Ho strappato, sempre perché «mi pizzica», tutte le etichette da tutti i vestiti che possiedo, e quindi non so di cosa siano i golfini che spuntano dagli scatoloni. Questo Gaultier a collo alto e pancia di fuori, un’anticipazione anni Ottanta delle contraddizioni del cambiamento climatico, non mi sembra morbidissimo: sarà già stato misto acrilico sebbene costoso, o di quelle cose tipo shetland che pizzicano anche in purezza, per aristocratici inglesi che devono dimostrare tempra rendendosi la vita scomoda?
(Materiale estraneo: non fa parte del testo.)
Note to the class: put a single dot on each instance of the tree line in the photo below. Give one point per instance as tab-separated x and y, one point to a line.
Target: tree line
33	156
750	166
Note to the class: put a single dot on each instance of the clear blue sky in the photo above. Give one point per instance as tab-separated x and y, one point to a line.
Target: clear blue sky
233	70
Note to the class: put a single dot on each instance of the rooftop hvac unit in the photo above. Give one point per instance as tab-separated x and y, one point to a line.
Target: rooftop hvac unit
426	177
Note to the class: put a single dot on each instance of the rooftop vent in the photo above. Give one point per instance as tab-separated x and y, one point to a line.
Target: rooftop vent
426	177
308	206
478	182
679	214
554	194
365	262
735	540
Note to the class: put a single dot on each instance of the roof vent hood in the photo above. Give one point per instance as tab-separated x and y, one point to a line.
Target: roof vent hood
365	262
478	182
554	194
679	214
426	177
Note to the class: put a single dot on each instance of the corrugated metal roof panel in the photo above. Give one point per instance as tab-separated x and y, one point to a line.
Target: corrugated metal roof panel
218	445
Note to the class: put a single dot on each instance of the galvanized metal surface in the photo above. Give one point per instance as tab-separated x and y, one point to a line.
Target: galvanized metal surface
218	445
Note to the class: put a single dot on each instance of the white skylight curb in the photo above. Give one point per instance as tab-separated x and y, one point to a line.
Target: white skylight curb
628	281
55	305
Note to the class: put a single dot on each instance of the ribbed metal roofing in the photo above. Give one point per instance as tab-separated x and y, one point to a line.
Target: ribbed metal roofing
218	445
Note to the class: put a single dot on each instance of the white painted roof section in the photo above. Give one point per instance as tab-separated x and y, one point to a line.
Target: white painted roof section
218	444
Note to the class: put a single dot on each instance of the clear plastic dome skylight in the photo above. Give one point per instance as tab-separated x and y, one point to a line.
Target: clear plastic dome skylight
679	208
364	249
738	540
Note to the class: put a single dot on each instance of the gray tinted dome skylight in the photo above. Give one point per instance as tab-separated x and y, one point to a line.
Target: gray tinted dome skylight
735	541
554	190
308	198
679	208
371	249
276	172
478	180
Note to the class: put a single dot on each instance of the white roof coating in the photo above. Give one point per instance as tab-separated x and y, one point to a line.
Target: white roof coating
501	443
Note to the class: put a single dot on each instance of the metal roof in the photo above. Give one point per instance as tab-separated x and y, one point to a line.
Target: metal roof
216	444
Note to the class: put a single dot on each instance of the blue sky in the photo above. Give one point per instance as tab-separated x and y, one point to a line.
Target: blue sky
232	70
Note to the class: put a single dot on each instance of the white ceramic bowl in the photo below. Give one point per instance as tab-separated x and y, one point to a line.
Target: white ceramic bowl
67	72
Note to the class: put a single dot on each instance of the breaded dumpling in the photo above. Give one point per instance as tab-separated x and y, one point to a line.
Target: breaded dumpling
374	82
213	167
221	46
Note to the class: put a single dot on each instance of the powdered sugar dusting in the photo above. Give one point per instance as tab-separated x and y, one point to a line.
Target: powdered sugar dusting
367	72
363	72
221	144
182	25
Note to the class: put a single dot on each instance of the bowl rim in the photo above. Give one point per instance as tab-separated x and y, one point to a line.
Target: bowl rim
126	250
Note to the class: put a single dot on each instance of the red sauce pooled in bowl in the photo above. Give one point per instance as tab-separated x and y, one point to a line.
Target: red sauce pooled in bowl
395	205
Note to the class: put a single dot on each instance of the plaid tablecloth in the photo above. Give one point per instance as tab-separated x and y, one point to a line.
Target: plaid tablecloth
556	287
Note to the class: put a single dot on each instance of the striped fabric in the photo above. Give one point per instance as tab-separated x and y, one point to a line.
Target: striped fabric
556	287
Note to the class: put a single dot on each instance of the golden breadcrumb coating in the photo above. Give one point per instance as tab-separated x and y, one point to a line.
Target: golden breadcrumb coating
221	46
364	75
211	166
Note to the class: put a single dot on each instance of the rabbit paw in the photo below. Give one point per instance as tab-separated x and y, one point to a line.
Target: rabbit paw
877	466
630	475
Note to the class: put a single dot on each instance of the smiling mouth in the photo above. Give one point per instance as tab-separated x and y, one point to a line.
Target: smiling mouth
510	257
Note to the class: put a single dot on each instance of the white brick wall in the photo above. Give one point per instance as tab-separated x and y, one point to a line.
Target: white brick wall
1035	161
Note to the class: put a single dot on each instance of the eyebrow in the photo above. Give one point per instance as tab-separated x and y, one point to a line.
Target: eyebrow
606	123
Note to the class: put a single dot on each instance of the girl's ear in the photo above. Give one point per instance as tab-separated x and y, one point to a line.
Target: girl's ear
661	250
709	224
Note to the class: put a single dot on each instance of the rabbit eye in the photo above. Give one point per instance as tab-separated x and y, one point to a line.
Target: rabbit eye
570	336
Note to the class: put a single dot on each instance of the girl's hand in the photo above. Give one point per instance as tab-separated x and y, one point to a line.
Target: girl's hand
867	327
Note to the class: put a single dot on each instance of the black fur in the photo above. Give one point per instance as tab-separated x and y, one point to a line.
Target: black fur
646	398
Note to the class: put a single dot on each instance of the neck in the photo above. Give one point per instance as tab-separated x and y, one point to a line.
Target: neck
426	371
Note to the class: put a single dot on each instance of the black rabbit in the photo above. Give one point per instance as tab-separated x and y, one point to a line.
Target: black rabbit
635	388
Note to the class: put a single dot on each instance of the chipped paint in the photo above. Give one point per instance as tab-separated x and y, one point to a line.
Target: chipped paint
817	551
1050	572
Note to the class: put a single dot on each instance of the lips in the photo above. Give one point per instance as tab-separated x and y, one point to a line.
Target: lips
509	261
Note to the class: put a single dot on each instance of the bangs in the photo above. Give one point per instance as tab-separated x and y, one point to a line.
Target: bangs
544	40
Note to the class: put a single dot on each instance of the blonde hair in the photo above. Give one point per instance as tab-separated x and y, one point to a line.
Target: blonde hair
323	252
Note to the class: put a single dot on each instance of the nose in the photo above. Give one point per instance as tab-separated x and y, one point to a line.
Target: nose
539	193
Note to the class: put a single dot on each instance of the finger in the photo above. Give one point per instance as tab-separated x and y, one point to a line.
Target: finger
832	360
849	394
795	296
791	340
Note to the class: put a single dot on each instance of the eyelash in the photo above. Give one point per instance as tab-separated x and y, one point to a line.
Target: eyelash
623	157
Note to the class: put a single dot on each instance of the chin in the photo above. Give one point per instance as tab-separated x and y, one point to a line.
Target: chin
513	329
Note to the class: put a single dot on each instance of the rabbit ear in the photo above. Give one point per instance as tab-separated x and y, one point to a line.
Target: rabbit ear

Questo Drumohr che era di mio padre è sicuramente cashmere, ma così a righe come si fa a metterselo, sembri un tendone da circo. Non che mi entri, ormai: i golfini sono più indulgenti delle gonne nell’entrarti anche molte taglie più avanti (purché tu possieda dei reggiseni contenitivi), ma questo è proprio minuscolo. L’avrà ristretto qualche lavasecco d’epoca?
Sono infine arrivata ai golfini dei miei anni benestanti. Divorati dagli insetti. La signora che mi ripara i buchi, a Milano, guadagna più d’un cardiochirurgo. Non ha un pos o un registratore di cassa, chiude un mese a Natale e quattro mesi d’estate perché «la nostra clientela non è in città in questo periodo», e per ricucirmi («riparazione invisibile» è la pomposa dicitura) due buchi sui cashmere di Miuccia chiede una cifra con cui chi veste in acrilico cinese si fa l’intero guardaroba nuovo.
Mi chiedo se il suo giro d’affari sia stato inficiato dal ribasso della qualità. Le tarme della lana saranno più selettive dei ventenni, no? Mica si ciberanno con altrettanta voluttà dei golf che millantano d’essere di cashmere ma sono intarsiati d’indigeste fibre acriliche, no?